To answer your question about extraordinary experience I would say that they are usually the ones in the most ‘normal’ of places. I think to always expect sensational or spectacular environments is to, partly, miss the point of listening. I have had extraordinary experiences sitting in buildings listening for several hours for example, or times when I have found a natural environment that seems to have a very particular ebb & flow of sounds.

11. What are the biggest challenges in getting recorded material in a
decent quality?

JrF: well, if you mean in terms of technical quality, then its down to all kinds of things: quality of the pre-amps, the choice microphone & position etc etc. However, what matters most is the content & that comes down, quite simply, to have good ears that are open & a sensibility that is engaged and fascinated.

12. Historically FR has always been highly dependent on the state of
technology, but still how crucial the high-quality equipment is?
Should field recordings be left exclusively to professionals, or it
should be still worth trying to record something on your own even if
you are an amateur with a rather low budget available? Is FR a purely
technical discipline or still there is room for creativity,
experimantation and imagination?

JrF: god help us if the only thing that matters is the equipment. I would say that the sign of a good field recordist is that they never think of themselves as an ‘expert’ or a professional. As I said earlier, every sound & every location is new & in permanent flux - anyone who believes they know everything that environments do or can offer has simply stopped listening. 

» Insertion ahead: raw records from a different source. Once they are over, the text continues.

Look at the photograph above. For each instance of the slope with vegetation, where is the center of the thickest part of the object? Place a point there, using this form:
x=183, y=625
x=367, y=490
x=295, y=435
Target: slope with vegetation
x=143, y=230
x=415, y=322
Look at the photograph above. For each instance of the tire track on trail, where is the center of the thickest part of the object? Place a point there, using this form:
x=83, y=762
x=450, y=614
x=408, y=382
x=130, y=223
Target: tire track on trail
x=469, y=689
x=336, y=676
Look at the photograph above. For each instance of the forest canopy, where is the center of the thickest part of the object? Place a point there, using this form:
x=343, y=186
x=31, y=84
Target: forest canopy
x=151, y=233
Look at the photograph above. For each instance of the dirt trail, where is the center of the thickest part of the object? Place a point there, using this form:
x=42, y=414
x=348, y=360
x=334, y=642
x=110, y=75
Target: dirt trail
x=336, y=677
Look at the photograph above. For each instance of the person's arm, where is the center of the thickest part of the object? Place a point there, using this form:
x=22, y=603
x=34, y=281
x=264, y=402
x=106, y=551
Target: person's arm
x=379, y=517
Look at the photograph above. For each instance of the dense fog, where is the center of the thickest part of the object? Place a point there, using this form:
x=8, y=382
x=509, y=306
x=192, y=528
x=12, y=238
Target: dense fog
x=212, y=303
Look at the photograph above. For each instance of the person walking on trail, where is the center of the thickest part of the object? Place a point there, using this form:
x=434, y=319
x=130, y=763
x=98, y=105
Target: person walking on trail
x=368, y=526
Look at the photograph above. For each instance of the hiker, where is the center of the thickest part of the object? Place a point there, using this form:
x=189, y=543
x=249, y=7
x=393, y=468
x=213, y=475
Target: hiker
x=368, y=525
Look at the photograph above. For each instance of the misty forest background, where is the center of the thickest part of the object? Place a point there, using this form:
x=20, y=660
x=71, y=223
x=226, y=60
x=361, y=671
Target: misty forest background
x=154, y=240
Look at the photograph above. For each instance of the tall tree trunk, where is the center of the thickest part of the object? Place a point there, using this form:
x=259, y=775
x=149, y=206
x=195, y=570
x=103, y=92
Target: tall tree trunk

Budget is also not the important thing. Its better to start with cheaper equipment anyway - you tend to learn more & ones creative approach develops more when you’re working within & around limitations. I would say that successful field recording is perhaps 20% skill with the equipment (whatever you have) & 80% inspiration, creativity, luck & listening.

13. JRF: As far as I know, you are also working as a photographer. Do
both - FR and photography - have anything in common?

JrF: for me, personally, they are linked simply because both represent something of my exploration of where I am at a particular time. There is an old saying about radio: ‘radio is better than TV because the pictures are better’ & I think the same is true of photography over the moving image. You see more with a photograph & the imagination can be triggered to a much greater extent. With the moving image, one is given the ‘story’ & so you don’t have to use your imagination as much. Field recording too has these kinds of elements - they can represent a specific place very clearly, but somehow there is always space for one to enter the scene & to explore beyond the obvious elements.

14. Is there anything you wished to record but haven't got chance to
record? Or something that is physically just too difficult to achieve
with current technologies?

JrF: ah, I think if I were to sit down & make a list of all the sounds i’d like to record then:
  1. it would take a long time
  2. it would mean i’d be tempted to go out to try to find them & let me tell you, it always the recording trips you carefully planned that rarely offer up the best results
  3. i’d feel a bit like a ‘collector’ 
  4. i’d be stepping outside of the moment

As for technological developments, well I think the simple answer is that we already have the most advanced devices for listening & they are often the ones most overlooked in the pursuit of the technological advances - our ears. I’m happy to explore whats possible with those & use whatever additional listening devices come along as & when - BUT, the most rewarding consequence of field recording is the ability it has to improve the way one listens just with the ears.

thanks for asking me to take part in this interview.